TLDR: If you're looking for a company that leads in technology trends, follows best practices under experienced professionals' guidance, and provides career stability and progression, this might not be the right choice for you.
1- This startup, established in 2010, still heavily relies on funding, resulting in a lack of stability and limited opportunities for career advancement.
2- This company may not be suitable for individuals seeking a technologically advanced environment, regardless of their career stage. Lack of adherence to technological trends and innovation, such as AI, and cloud integration, presents significant limitations. The technical management's proficiency in utilizing tools reflects a learning curve, which may lag behind industry standards and culminate in non-scalable solutions.

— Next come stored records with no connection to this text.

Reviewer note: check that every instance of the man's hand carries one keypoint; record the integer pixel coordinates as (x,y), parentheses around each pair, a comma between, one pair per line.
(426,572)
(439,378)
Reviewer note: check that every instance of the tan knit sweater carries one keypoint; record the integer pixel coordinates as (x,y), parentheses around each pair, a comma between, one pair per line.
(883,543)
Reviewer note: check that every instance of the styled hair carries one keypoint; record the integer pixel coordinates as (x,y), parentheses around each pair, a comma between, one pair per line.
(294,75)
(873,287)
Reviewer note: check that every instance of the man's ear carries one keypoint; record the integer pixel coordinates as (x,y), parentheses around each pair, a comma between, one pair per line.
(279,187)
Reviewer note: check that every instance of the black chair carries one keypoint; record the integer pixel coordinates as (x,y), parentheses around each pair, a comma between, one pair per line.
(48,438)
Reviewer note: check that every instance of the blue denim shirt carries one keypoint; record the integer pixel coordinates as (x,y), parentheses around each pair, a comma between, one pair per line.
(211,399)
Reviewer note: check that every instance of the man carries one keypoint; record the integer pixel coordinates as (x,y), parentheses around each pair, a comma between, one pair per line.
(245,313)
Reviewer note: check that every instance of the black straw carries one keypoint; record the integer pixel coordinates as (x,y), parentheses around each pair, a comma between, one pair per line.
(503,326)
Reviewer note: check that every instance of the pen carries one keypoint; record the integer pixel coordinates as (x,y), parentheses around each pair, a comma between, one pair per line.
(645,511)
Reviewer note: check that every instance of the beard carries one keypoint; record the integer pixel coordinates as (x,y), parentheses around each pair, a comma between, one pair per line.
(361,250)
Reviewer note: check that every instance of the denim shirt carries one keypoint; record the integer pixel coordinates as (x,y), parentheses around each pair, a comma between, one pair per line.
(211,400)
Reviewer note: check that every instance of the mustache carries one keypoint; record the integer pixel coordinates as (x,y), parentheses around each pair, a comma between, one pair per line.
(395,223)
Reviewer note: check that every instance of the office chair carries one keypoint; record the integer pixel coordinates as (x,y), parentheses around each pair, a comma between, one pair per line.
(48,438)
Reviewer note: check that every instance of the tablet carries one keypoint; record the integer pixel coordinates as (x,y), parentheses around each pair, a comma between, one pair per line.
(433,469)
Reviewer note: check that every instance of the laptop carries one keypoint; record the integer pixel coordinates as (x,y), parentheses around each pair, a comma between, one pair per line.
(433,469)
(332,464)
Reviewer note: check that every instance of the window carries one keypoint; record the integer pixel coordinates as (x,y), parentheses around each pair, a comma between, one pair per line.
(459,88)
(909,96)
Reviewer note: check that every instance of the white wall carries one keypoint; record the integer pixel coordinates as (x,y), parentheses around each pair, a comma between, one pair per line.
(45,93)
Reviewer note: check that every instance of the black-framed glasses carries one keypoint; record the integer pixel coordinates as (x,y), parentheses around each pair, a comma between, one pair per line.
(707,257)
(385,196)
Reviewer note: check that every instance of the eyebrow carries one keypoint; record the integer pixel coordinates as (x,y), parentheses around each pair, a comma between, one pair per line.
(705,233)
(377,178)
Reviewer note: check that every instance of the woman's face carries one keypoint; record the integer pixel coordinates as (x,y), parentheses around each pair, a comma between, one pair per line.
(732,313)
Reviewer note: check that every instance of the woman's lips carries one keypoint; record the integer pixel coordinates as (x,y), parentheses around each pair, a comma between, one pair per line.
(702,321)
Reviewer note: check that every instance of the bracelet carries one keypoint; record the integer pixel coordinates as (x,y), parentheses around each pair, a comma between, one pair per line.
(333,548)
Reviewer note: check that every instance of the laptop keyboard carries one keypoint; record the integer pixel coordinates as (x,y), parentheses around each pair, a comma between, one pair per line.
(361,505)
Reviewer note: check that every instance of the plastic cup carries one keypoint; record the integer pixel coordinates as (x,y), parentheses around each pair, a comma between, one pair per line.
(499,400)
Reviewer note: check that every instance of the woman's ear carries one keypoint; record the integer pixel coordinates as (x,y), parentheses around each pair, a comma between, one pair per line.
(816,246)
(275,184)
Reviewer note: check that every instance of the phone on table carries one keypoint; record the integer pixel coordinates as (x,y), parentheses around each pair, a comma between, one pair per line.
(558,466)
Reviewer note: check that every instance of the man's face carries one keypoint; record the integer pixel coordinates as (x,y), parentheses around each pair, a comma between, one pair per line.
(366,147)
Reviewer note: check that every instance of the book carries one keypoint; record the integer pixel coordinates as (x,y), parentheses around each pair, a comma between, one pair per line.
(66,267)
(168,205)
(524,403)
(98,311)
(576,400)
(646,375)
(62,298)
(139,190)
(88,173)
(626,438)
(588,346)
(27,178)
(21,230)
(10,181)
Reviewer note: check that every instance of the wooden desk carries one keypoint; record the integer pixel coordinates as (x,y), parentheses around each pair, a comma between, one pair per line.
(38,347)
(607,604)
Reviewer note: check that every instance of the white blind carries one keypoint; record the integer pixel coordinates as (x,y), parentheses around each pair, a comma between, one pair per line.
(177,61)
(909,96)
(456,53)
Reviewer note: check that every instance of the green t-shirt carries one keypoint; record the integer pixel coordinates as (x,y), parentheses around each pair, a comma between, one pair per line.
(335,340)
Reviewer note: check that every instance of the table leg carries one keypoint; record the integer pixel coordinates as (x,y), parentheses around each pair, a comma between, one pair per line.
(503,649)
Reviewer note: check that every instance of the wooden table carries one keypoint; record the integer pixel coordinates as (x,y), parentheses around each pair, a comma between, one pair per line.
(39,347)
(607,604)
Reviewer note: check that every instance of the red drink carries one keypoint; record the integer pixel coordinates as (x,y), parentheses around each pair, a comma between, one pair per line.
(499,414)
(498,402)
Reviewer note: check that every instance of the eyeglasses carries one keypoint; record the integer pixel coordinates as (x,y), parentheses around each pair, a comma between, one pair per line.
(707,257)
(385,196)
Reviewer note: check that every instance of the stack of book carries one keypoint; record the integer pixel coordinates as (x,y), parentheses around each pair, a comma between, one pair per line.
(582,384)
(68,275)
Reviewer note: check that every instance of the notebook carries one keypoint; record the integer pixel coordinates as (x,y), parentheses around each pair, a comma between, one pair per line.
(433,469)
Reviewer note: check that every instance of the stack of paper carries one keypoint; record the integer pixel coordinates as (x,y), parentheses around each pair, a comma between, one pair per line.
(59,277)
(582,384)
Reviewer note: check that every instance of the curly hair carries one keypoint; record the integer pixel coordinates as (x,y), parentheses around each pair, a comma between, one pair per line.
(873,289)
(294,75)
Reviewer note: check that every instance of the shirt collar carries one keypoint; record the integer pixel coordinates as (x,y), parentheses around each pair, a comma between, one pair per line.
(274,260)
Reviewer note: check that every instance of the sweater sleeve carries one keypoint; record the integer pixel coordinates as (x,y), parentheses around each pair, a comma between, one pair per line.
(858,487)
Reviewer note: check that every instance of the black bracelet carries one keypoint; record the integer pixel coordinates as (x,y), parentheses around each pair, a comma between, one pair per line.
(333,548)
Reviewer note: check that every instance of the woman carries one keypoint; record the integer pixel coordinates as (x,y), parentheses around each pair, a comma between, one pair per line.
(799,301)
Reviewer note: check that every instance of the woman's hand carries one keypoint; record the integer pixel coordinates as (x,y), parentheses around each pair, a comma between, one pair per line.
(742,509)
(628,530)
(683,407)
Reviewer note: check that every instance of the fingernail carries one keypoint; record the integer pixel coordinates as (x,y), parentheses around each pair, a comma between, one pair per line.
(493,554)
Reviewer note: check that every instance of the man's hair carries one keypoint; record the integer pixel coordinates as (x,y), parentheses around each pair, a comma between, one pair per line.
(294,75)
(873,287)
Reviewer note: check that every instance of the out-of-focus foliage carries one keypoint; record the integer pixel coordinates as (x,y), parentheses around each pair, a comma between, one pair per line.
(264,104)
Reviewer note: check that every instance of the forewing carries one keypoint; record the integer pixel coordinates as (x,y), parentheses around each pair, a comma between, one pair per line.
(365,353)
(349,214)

3- The working environment resembles more of a university laboratory, fostering experimentation without a structured methodology. Outdated equipment further impedes productivity, with many employees lacking suitable resources for their tasks. This outdated approach to technology hampers scalability and compromises the quality of solutions developed.
4- Cost-cutting measures are prioritized over investing in modern technology, directly impacting work quality. Additionally, a prevalent culture of ego-driven competition within teams undermines collaboration and overall productivity.
5- Concerningly, some individuals hold management titles without substantial professional experience, negatively affecting product development, customer satisfaction, and the company's competitive stance in the cybersecurity market. Compared to competitors, the company appears significantly behind the curve.
6- Decision-making relies solely on gut feelings. This disregard for market demand and customer needs hampers the company's ability to stay competitive and effectively meet customer expectations.
7- Currently, the company has opted not to renew contracts and is downsizing its workforce.